# Scooter Boats



## Dookie Ray (Apr 9, 2008)

Hey folks, I'm thinking about building a scooter boat in my barn and need some different ideas. I've got an idea on how I'm going to build my tunnel, but need would like to see some different options on the actual hull on how thick to make it, how long, when does the bow start to rake up in relation to the length of the boat and other such things. If you have pics and tips, I'll be glad to see/hear them. This will be my first ever attempt at anything like this, so it should get interesting. I'll post pics of my progress when I get started. Thanks folks

Dook


----------



## rcw (Feb 10, 2005)

Sounds fun! If I had time I'd like to build the little flats boat found on the link!
http://www.bateau.com/proddetail.php?prod=PH15


----------



## Stuart (May 21, 2004)

Dargel John from this board built a scooter from plans. Do a search and see if you can turn something up.


----------



## bboswell (Aug 14, 2006)

What material?

If you are going aluminum there is a great build thread over on Texas Flats. 
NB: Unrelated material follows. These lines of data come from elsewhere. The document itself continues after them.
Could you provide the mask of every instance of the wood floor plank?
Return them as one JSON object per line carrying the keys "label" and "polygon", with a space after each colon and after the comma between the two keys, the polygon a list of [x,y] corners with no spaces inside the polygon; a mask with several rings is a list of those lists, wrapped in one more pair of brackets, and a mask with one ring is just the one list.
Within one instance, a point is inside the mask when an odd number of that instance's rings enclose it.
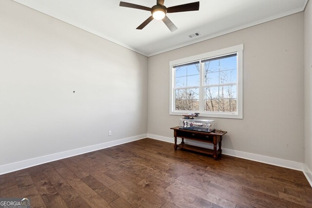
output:
{"label": "wood floor plank", "polygon": [[111,202],[110,205],[114,208],[135,208],[136,207],[131,205],[130,203],[120,197]]}
{"label": "wood floor plank", "polygon": [[80,197],[75,189],[54,168],[46,169],[44,170],[44,173],[48,181],[51,182],[58,193],[64,199],[67,203]]}
{"label": "wood floor plank", "polygon": [[57,169],[56,170],[62,177],[66,179],[67,183],[91,207],[111,207],[108,203],[71,172],[69,169],[63,167]]}
{"label": "wood floor plank", "polygon": [[118,194],[91,175],[83,177],[81,180],[109,203],[119,198]]}
{"label": "wood floor plank", "polygon": [[0,175],[0,197],[17,197],[34,208],[312,207],[301,171],[149,138]]}
{"label": "wood floor plank", "polygon": [[78,197],[67,203],[70,208],[91,208],[82,197]]}

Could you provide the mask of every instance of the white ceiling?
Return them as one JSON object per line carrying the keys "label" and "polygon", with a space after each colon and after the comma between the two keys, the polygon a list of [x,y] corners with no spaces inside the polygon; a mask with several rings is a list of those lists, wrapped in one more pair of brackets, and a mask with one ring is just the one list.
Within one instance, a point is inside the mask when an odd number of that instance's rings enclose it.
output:
{"label": "white ceiling", "polygon": [[[119,6],[117,0],[14,0],[147,56],[303,11],[308,0],[201,0],[198,11],[168,14],[178,29],[161,20],[136,28],[150,12]],[[198,0],[165,0],[166,7]],[[156,0],[122,0],[152,7]],[[189,35],[200,36],[190,38]]]}

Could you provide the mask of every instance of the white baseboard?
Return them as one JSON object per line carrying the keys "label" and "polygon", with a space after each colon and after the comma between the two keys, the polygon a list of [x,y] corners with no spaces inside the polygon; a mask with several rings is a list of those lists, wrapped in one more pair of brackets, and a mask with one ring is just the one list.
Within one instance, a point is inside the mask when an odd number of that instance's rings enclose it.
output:
{"label": "white baseboard", "polygon": [[68,151],[29,159],[13,163],[3,165],[0,166],[0,175],[24,169],[25,168],[42,164],[43,163],[46,163],[49,162],[66,158],[67,157],[72,157],[73,156],[84,154],[85,153],[90,152],[90,151],[96,151],[97,150],[127,143],[128,142],[138,140],[146,138],[147,137],[147,134],[139,135],[124,139],[119,139],[118,140],[112,141],[111,142],[83,147],[75,150],[69,150]]}
{"label": "white baseboard", "polygon": [[[166,137],[158,135],[147,134],[149,138],[163,141],[165,142],[174,143],[173,138]],[[181,139],[178,138],[178,141],[181,141]],[[184,141],[185,143],[191,145],[195,145],[203,148],[212,147],[212,145],[200,142],[195,142],[193,141]],[[303,171],[304,164],[298,162],[292,161],[291,160],[283,160],[282,159],[276,158],[275,157],[268,157],[267,156],[261,155],[259,154],[253,154],[252,153],[245,152],[244,151],[237,151],[229,149],[222,148],[222,154],[227,155],[233,156],[241,158],[246,159],[247,160],[253,160],[260,163],[266,163],[273,165],[276,166],[280,166],[283,168],[287,168],[290,169],[293,169],[297,170]]]}
{"label": "white baseboard", "polygon": [[309,181],[310,185],[312,187],[312,171],[308,168],[308,166],[307,166],[306,164],[304,165],[303,174],[306,176],[308,181]]}

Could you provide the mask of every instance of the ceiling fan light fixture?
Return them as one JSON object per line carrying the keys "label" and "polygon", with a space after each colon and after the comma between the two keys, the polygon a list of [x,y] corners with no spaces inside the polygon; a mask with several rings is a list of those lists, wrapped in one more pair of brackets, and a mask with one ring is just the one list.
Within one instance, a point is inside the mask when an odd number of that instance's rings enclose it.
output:
{"label": "ceiling fan light fixture", "polygon": [[161,8],[156,8],[153,10],[152,15],[155,19],[162,19],[166,16],[166,11]]}

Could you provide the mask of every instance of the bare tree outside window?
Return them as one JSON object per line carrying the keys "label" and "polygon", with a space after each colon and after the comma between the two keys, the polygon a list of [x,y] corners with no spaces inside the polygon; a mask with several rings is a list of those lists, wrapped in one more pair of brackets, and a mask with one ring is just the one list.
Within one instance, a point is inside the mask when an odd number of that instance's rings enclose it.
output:
{"label": "bare tree outside window", "polygon": [[199,64],[177,67],[176,69],[175,109],[178,111],[199,109]]}
{"label": "bare tree outside window", "polygon": [[[202,87],[200,86],[200,64],[202,64],[203,74]],[[205,112],[237,112],[236,55],[175,69],[176,110],[198,111],[199,88],[202,87]]]}

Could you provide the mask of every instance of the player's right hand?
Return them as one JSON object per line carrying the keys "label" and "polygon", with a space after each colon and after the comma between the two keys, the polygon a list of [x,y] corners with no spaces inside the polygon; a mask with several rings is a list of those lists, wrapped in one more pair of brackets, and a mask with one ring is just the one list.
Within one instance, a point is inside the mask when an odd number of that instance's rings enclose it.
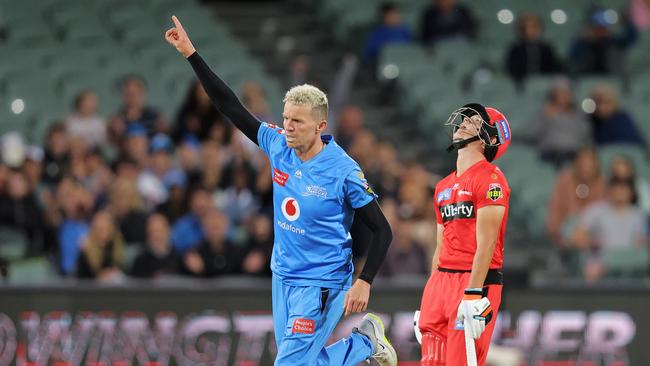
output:
{"label": "player's right hand", "polygon": [[183,57],[188,58],[196,52],[196,49],[194,48],[194,45],[192,45],[190,37],[187,35],[187,32],[185,32],[185,28],[183,28],[181,21],[178,20],[176,15],[172,15],[172,21],[174,22],[174,27],[165,32],[165,39],[170,45],[174,46]]}

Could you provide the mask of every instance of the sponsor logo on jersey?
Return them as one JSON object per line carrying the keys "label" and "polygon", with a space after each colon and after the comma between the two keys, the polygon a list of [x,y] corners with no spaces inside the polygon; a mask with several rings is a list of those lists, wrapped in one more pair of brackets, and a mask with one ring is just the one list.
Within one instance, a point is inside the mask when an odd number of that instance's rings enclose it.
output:
{"label": "sponsor logo on jersey", "polygon": [[442,202],[444,200],[448,200],[450,198],[451,198],[451,188],[447,188],[444,191],[438,193],[438,197],[436,197],[436,201],[438,203],[440,203],[440,202]]}
{"label": "sponsor logo on jersey", "polygon": [[289,221],[296,221],[300,217],[300,205],[293,197],[287,197],[282,201],[282,214]]}
{"label": "sponsor logo on jersey", "polygon": [[314,334],[314,320],[298,318],[293,321],[293,333]]}
{"label": "sponsor logo on jersey", "polygon": [[273,168],[273,181],[281,186],[284,187],[285,184],[287,184],[287,180],[289,179],[289,174],[277,169]]}
{"label": "sponsor logo on jersey", "polygon": [[492,201],[499,200],[503,197],[503,190],[501,189],[501,184],[499,183],[490,183],[488,186],[487,198]]}
{"label": "sponsor logo on jersey", "polygon": [[370,187],[370,184],[368,182],[363,182],[363,189],[366,190],[366,193],[368,193],[371,196],[375,195],[375,191],[372,190],[372,187]]}
{"label": "sponsor logo on jersey", "polygon": [[462,201],[440,206],[442,221],[447,222],[456,219],[473,219],[476,217],[474,202]]}
{"label": "sponsor logo on jersey", "polygon": [[327,190],[323,187],[309,185],[306,188],[306,191],[303,192],[303,196],[316,196],[319,198],[327,198]]}
{"label": "sponsor logo on jersey", "polygon": [[280,227],[280,229],[282,229],[282,230],[286,230],[286,231],[292,232],[294,234],[305,235],[305,229],[295,227],[295,226],[293,226],[293,225],[291,225],[291,224],[289,224],[287,222],[281,221],[281,220],[278,220],[278,227]]}

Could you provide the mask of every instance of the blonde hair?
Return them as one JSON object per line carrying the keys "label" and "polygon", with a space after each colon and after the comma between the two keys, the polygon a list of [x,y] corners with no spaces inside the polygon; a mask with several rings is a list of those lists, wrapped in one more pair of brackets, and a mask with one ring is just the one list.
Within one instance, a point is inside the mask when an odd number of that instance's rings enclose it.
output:
{"label": "blonde hair", "polygon": [[308,106],[316,119],[327,119],[327,95],[313,85],[294,86],[287,91],[282,101],[297,106]]}
{"label": "blonde hair", "polygon": [[[111,237],[108,239],[108,243],[102,245],[101,239],[98,238],[99,234],[97,233],[97,225],[99,220],[108,220],[110,224],[109,230],[111,231]],[[121,267],[122,261],[124,260],[124,239],[122,233],[117,227],[115,218],[111,215],[110,212],[104,210],[99,211],[93,217],[90,232],[86,238],[85,246],[83,248],[84,255],[88,260],[88,264],[92,271],[97,275],[102,270],[102,264],[106,259],[104,248],[108,246],[110,250],[111,263]]]}

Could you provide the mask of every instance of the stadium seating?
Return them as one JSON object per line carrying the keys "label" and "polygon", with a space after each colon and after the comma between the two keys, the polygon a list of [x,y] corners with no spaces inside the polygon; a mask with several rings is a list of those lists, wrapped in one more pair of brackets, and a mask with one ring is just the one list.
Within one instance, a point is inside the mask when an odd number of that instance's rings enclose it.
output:
{"label": "stadium seating", "polygon": [[[173,119],[193,74],[163,39],[172,13],[188,19],[197,48],[226,81],[240,86],[254,79],[273,100],[280,95],[278,82],[259,61],[216,21],[211,9],[194,1],[44,0],[5,8],[0,132],[20,131],[34,143],[43,142],[48,126],[71,112],[72,98],[83,89],[98,93],[102,115],[113,113],[120,103],[117,81],[131,73],[146,80],[149,103]],[[24,102],[20,113],[11,108],[16,99]],[[275,104],[273,108],[279,112]]]}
Look for Shoalcat's project.


----------



## Stuart (May 21, 2004)

A guy name Joe Burke has built a couple out of aluminum. Now I'm showing how long I've been around this board.


----------



## Dookie Ray (Apr 9, 2008)

bboswell said:


> What material?
> 
> If you are going aluminum there is a great build thread over on Texas Flats.
> 
> Look for Shoalcat's project.


Was planning on wood and fiberglass. Nothing fancy, just functional, especially on my first go at it.


----------



## DargelJohn (May 26, 2004)

Here are a few pics of my scooter project. It was built from Glen L plans. I modified several features of the original design. I used matine plywood, Ratiata Pine, Fir and Fiberglass. If this something you would like to try, send me a PM. DJ



Dookie Ray said:


> Hey folks, I'm thinking about building a scooter boat in my barn and need some different ideas. I've got an idea on how I'm going to build my tunnel, but need would like to see some different options on the actual hull on how thick to make it, how long, when does the bow start to rake up in relation to the length of the boat and other such things. If you have pics and tips, I'll be glad to see/hear them. This will be my first ever attempt at anything like this, so it should get interesting. I'll post pics of my progress when I get started. Thanks folks
> 
> Dook


----------



## Sonnysmarine (Mar 18, 2007)

I have the frame of one in my garage, you can have it if you want it. It was a design from Port O'Connor that they ran here for years, It is on its side, for around 10 yrs, now. No bottom, or top or transome, but the rest of frame, made of our fir I was told. Started several years ago froms plans,from some one who built them for years here in PortO'Connor.


----------



## Stuart (May 21, 2004)

That's sounds like a deal right there Dookie.


----------